To my great surprise, my answer was accused to be a spam for providing a link to the relevant description page by Chicago Option Exchange, the world's major option exchange! Not only calling this link a spam makes absolutely no sense to me, but in contrast - this is the best and cleanest education source I've seen. In fact, I would challenge anyone to find a better source!
It is not like my answer consisted of that only link. With 8 written paragraphs I would say it was slightly more than that.
It is not like that link, if broken in the future, would reduce the quality of the answer. Any basic "googling" that broadly used term (Stock Repair Strategy) would provide sufficient information, even if not so clean and condensed.
It is not like my answer would improve a lot by copying any explanation to that broadly used strategy, for which there are numerous much better sources easily to be found. In contrast, my answer provided exactly the supplemental information.
The "arguments" as to why my answer was a spam I learned from the discussion were:
It was not clear how my answer was related to the question
I might be affiliated to the organisation linked
The essence of my answer is basically a complicated way of gambling
Now I have to ask:
Can these arguments be due to anything other than lack of basic knowledge plus lack of interest to learn about stock options, laziness to spend 1 min reading that page prominently explaining the reasons, and ignorance in general?
And - the main question - how should I respond to such judgemental accusations?
I have added that description as quote in my answer, which apparently was all the answer was missing. It is, however, so prominently displayed on the page linked or can be found by googling, that I have to say at the risk of repeating myself :) - basing any judgement on the lack of that can only be due to basic ignorance and laziness.
EDIT.
I suppose what offended me was perceived lack of respect for the time it took me to write this relatively long answer. In my opinion, there is a big difference between posting a 1-2 sentence spam link and a longer answer with detailed explanation. I would challenge anyone to show me many true spam answers of that size! Even a single one :)
While I appreciate the annoyance of seeing spam, I consider myself capable of identifying and dismissing those without any moderator help. What appears spam to some, can be useful to others. And it something potentially useful was marked as spam and/or deleted by careless moderator, that effectively deprives all the community from that chance to learn something new and useful. Not mentioning the discouragement for the author to share further useful information.
There is a lot to lose for the community to mistakenly mark potentially useful answers as spam and I disagree with the attitude to take this lightly. There is much less harm simply doing nothing and leaving it at that.
Now speaking about the CBOE site, it does indeed, unfortunately, has fair bit of advertising. However, I have to ask:
How much of a freeloader does one want to be? The fellas work hard to write a clean and simple presentation, nicely structured with useful examples! All given away for free!
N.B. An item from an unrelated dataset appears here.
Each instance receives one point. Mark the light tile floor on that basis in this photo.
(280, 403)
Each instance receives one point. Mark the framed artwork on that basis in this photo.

How else are they supposed to earn money?
So every site using 3rd party advertising is to be regarded as spam??? Are we not eliminating 99% of internet? :)
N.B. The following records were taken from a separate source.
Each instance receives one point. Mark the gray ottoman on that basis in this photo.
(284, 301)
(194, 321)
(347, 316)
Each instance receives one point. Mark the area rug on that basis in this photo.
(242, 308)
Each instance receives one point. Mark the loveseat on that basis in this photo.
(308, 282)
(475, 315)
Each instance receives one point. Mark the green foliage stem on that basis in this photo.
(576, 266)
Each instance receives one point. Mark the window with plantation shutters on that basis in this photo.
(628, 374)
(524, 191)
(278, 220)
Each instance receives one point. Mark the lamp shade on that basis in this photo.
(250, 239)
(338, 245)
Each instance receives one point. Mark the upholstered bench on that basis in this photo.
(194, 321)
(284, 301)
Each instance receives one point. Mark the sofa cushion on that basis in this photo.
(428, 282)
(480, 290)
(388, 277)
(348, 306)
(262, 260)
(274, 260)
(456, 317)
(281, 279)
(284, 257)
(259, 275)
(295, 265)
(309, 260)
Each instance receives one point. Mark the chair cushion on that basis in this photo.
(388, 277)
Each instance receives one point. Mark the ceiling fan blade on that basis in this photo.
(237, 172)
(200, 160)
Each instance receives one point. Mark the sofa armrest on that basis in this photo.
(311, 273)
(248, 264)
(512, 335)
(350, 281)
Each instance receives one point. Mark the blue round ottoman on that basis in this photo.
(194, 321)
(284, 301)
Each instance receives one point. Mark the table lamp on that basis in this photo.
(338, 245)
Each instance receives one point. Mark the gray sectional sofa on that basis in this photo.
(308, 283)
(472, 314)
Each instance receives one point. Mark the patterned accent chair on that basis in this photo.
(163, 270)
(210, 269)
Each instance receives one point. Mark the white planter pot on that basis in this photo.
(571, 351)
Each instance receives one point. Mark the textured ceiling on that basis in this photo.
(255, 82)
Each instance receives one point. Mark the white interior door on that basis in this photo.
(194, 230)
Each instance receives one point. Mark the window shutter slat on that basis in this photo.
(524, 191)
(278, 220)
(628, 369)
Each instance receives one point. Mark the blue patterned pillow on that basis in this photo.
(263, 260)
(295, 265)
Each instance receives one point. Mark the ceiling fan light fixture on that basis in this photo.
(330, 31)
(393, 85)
And further, those ads can actually be useful to some people! If not - why would anyone pay for them?
And in case of CBOE - at the risk of repeating myself, I have to insist that the page displays the core information as prominent as can only be possible. Despite of the 2 (admittedly annoying) ads, that information is in no way obscured. It takes under 30 seconds to read that useful information to decide if the page is useful!
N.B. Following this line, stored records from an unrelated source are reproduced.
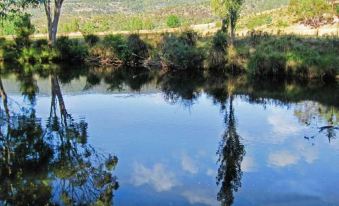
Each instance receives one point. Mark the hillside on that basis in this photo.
(114, 15)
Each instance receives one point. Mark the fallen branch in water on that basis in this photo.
(327, 127)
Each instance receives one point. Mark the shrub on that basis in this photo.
(117, 48)
(91, 39)
(117, 44)
(88, 27)
(173, 21)
(134, 24)
(70, 49)
(272, 64)
(179, 53)
(71, 26)
(307, 9)
(23, 29)
(137, 50)
(219, 41)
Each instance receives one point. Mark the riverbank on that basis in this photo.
(258, 54)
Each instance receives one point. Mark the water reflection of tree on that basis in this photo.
(324, 118)
(231, 152)
(53, 163)
(181, 86)
(132, 77)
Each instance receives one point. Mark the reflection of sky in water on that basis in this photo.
(167, 153)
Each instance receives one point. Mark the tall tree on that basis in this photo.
(229, 11)
(52, 11)
(53, 17)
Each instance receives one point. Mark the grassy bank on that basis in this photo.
(257, 55)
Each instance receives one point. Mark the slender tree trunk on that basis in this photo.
(3, 96)
(56, 92)
(57, 12)
(224, 25)
(53, 19)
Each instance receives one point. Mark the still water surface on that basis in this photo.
(159, 145)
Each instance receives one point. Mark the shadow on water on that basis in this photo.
(72, 171)
(231, 152)
(50, 163)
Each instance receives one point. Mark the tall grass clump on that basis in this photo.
(311, 12)
(217, 53)
(71, 50)
(181, 52)
(119, 49)
(91, 39)
(173, 21)
(290, 56)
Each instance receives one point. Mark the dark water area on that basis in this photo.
(140, 137)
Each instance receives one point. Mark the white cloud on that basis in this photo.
(248, 164)
(188, 164)
(282, 126)
(210, 172)
(199, 197)
(309, 153)
(158, 177)
(282, 159)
Another aspect that I find puzzling is how my answer is specific to the US options. Is it? Aren't options equally used everywhere?
In my opinion, a less harmful approach from the side of the moderator, would be to raise a suitable question in the comments and give the author a chance to answer it, before mentioning any suspicion or accusation or anything negative whatsoever.
If you meet a person in a pub in a cozy environment and suspect he wants to sell you something - are you going to stand up and loudly announce your suspicion for everyone in the pub to know? I presume not. But what happened here is exactly that if you just think about it.
Another thing I perceive as ignorance is calling an option strategy "gambling" for no mentioned reason. Are options gambling? Are stocks? Is this an opinion of a moderator in this forum?
I have further explored the site and found numerous high quality expert level discussions of options. It makes even me even more surprised to see a moderator calling a known proved option strategy, used by many traders, a "gambling".